In addition to amplifying or creating anxiety for patients, dermatologists are worried about how the immediate release of lab results may undermine the physician-patient relationship. “It causes major distrust in patients because we haven’t called them with results (because we haven’t even seen them yet),” said Erin Ducharme, MD, FAAD, a dermatologist in private practice in Iowa.
“Patients call the office for answers expecting that their physician has seen and reviewed the results when this is in fact not true, particularly when results are released late in the day and patients then have to wait one or multiple days or contact on-call staff,” Dr. Rosamilia explained.
“The AADA maintains that this well-intentioned requirement for immediate, automatic, or ‘without delay’ release of lab results to patients can strain and undermine the integrity of the physician-patient relationship by creating clinical workflow burdens and compliance challenges for medical specialties that rely on surgical pathology lab testing,” Brady explained.
“All of us are spending more time in the room trying to prepare the patient for what they may or may not see. And that’s taking up time that really doesn’t need to be spent if you’ve already developed a good rapport with your patients and explained to them that you’ll communicate the results when they’re not only ready, but fully interpreted” Dr. Rosamilia said. “Sometimes after results come back, I want to talk to the pathologist, or talk to oncology, or talk to people who would help me coordinate a patient’s care. I don’t like to call the patient until I’ve started to implement that plan.”

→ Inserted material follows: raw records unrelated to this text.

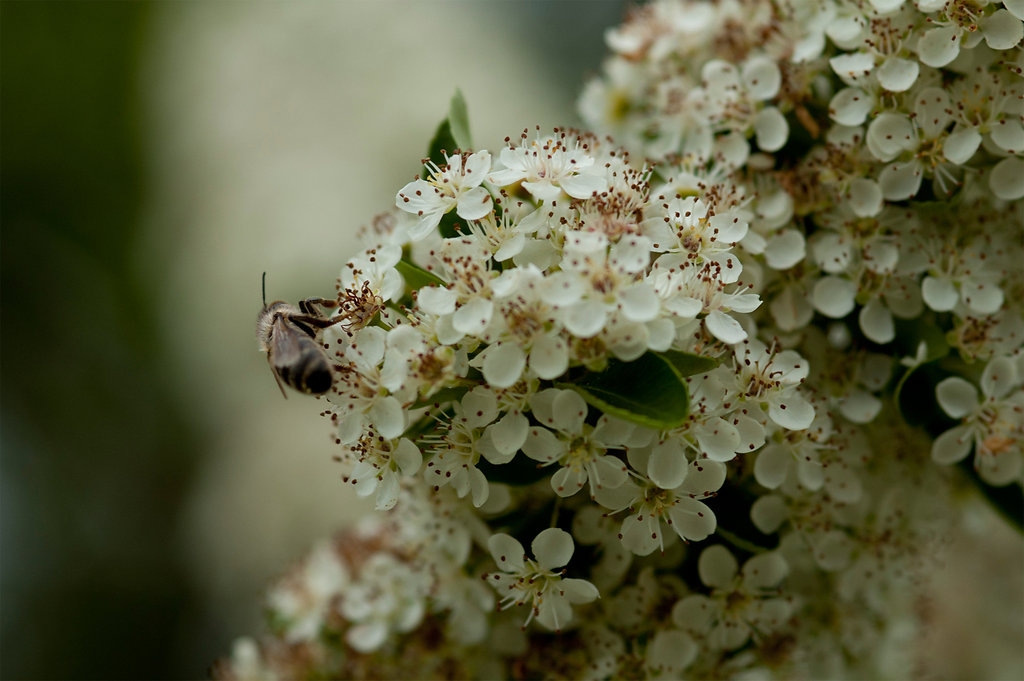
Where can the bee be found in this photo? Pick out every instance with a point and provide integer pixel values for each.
(288, 335)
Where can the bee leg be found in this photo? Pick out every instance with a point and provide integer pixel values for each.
(276, 378)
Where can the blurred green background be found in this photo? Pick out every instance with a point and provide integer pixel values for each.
(156, 159)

“Subliminally, will the pathology reports soon include less diagnostic verbiage, truncated microscopic descriptions, and fewer items in the differential diagnoses? The psychology of this process seems to detract from the goal of smooth and effective care and the privilege of methodical clinical documentation and discussion without the possible paranoia of wondering who’s reading it,” Dr. Rosamilia said.
What if I don’t have an EHR?
The information blocking regulations do not require physicians to have or use health IT certified under the ONC Health IT Certification Program, said William Brady, Academy associate director of health care policy. Physicians subject to the regulations were not required to immediately upgrade their certified health IT by the April 5 deadline.
“If a practice still uses paper records, they are not subject to the ONC’s information blocking regulations. Information blocking pertains only to the access, exchange, and use of EHI,” he explained. “HIPAA, however, covers paper, electronic, and verbal data as protected health information (PHI). Individuals still have the right to access their paper records under existing HIPAA rules. When an individual requests a paper copy of PHI maintained by the practice, it is still expected that the practice will be able to provide the individual the paper copy requested.”
The HIPAA Privacy Rule is being updated and is expected to reduce the number of days a physician must respond to a patient’s request for their medical records, from 30 days to the proposed 15 days turnaround time. This final HIPAA rule is expected to be published in 2022.
Are there options?
“First, our discussions with patients in the room about the biopsy differential, the method by which they would prefer to receive results, and how the patient should optimally contact you are paramount, but are also likely things most of us already do,” Dr. Rosamilia said. “We should also try to understand the logistics and workflow of our own patient portal, as the way in which the patient is alerted, the alert language, and the report format influence the patient’s next steps. You may be able to serve on a committee that designs or monitors this flow at your workplace or speak to your legal team to determine how they deem the EMR compliant with the rules.”
It is worth considering that not all patients want this immediate access to test results, which are often presented with an email and/or phone alert. The ONC has clarified that physicians can simply ask their patients how they want to receive their results, and delay release until the news comes first from the doctor with patients’ consent, although many physicians find this to be unrealistic.
“The ONC assumes that we all have the technological capacity to tailor the timing of release to every patient’s request,” said Jack Resneck Jr., MD, FAAD, president-elect of the AMA, in an article in MedPage Today. “But we’re not quite there yet.” Some of the larger EHR companies are trying to adjust their programs to provide that option, but many have not, he said.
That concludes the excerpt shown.